Ricordo il silenzio di un mattino bagnato da tre giorni di
pioggia intensa, ininterrotta, il vuoto di via della Vigna Vecchia, piazza
Indipendenza con la tribuna in legno preparata per i festeggiamenti della giornata, via della Vigna
Nuova sbarrata e la scelta di via Palazzuolo, l’incontro con piazza Fininguerra
già allagata. Non ancora mi rendevo conto di cosa stava accadendo.
La scelta, io che ho paura dell’acqua, di entrare in quella
piccola piazza ormai lago e la necessità di tornare indietro quando mi son reso
conto che in via Borgo Ognissanti non ci sarei mai arrivato. La strettoia di
via degli Alberi e il ritorno nella casa in via della Scala che mi aveva
ospitato fino a due giorni prima e dove avevo ancora i vestiti.
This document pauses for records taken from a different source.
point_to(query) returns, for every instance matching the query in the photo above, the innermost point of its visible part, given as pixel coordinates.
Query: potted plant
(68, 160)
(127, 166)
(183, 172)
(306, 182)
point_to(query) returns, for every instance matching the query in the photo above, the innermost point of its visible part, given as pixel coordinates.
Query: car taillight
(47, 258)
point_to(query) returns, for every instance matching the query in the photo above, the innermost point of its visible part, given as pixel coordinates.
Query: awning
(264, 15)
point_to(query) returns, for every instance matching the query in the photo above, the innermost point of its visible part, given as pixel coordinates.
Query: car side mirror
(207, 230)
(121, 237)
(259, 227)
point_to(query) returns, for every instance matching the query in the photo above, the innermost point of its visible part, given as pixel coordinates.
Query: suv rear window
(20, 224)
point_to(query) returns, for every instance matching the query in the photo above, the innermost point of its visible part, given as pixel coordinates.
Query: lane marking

Il cambio dei vestiti bagnati con quelli asciutti, la corsa
alla stazione per trovare qualche panino e l’acqua, il ritorno in acqua per
aiutare una persona come paralizzata all’angolo di via degli Alberi e poi una
mano a chi era rimasto fermo in mezzo alla strada con l’acqua che era già
arrivata e scorreva sempre più violenta e sempre più alta. La paura di non
farcela a rientrare in quella casa dov’era arrivato Pasqualino, il mio amico di
Cosenza grande come un armadio.
L’acqua gelida, sporca di petrolio e di terra, mi aveva come
paralizzato. Il caffè caldo offertomi dalla mia ex padrona di casa, che aveva
il marito paralizzato e le ore dietro i vetri del balcone che dava su via della
Scala, sempre più un fiume pieno di roba di ogni genere svuotata dai negozi incontrati,
macchine che scendevano sbattendo da una parte all’altra della strada.
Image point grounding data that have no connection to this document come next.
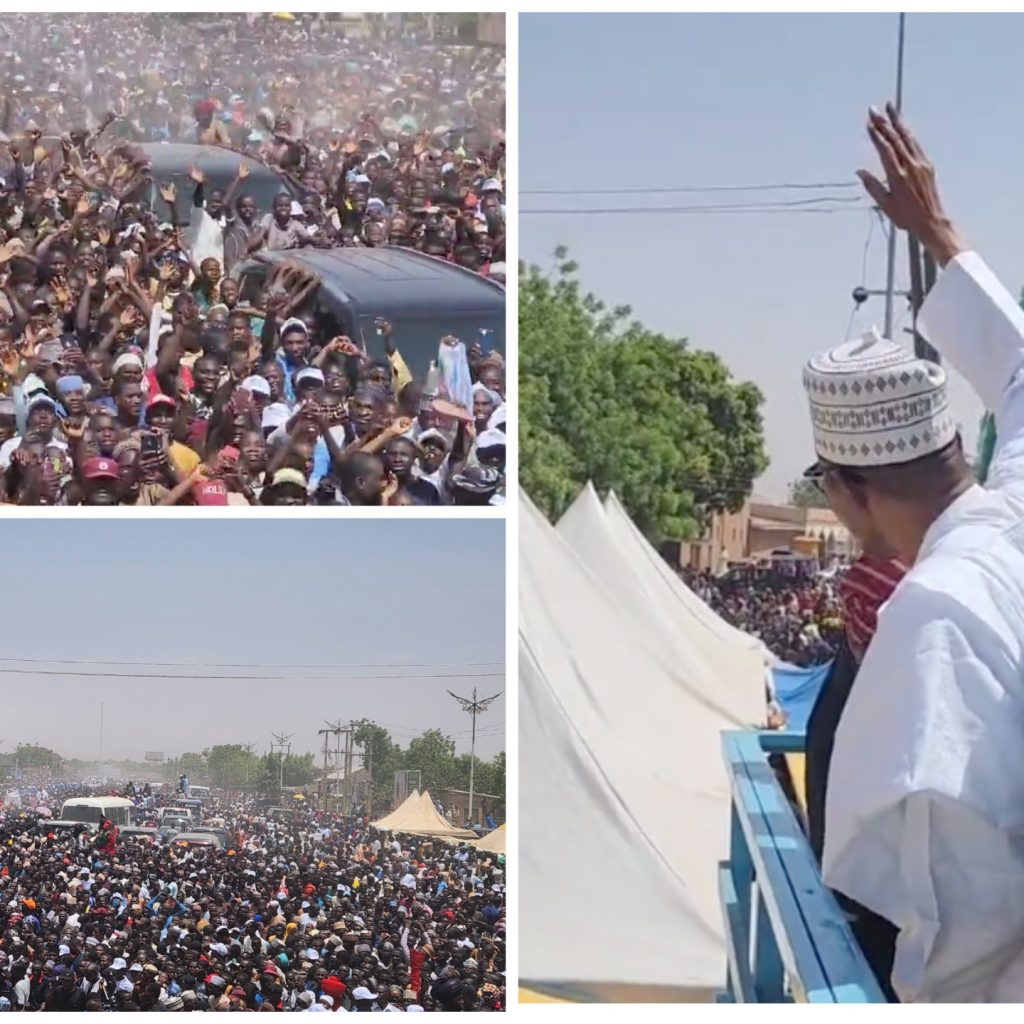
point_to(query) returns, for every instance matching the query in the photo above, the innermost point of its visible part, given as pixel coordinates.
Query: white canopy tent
(654, 567)
(494, 842)
(727, 677)
(623, 792)
(418, 816)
Lo sguardo fisso alla tabella di divieto di accesso con l’acqua
che saliva fino a toccarla. La paura - se toccava il rettangolo bianco dentro il cerchio
rosso - di avere la casa, al primo piano, allagata.
Il respiro di sollievo nel vedere scendere il livello dell’acqua
sempre incattivita, infuriata.
Il crollo e un sonno immediato, profondo con il vociare in
strada che mi ha svegliato. Era una giornata piena di luce, calda, con un sole stupendo,
e, quando sono sceso in strada ho trovato tanta gente che spalava il fango.
Nessun pianto ma solo speranza che cresceva ad ogni spalata.
E’ da quel momento che ho sentito mia una città che fino
allora avevo trovato ostile. La mia Firenze , la mia bella, stupenda Firenze
che non ho mai abbandonato. Un giorno, è vero, sono partito ma, in verità non
me ne sono mai andato.
e c'ero anche io, anche oggi quando piove forte forte ricordo tutto, tutto e: Gesù, Gesù di mamma!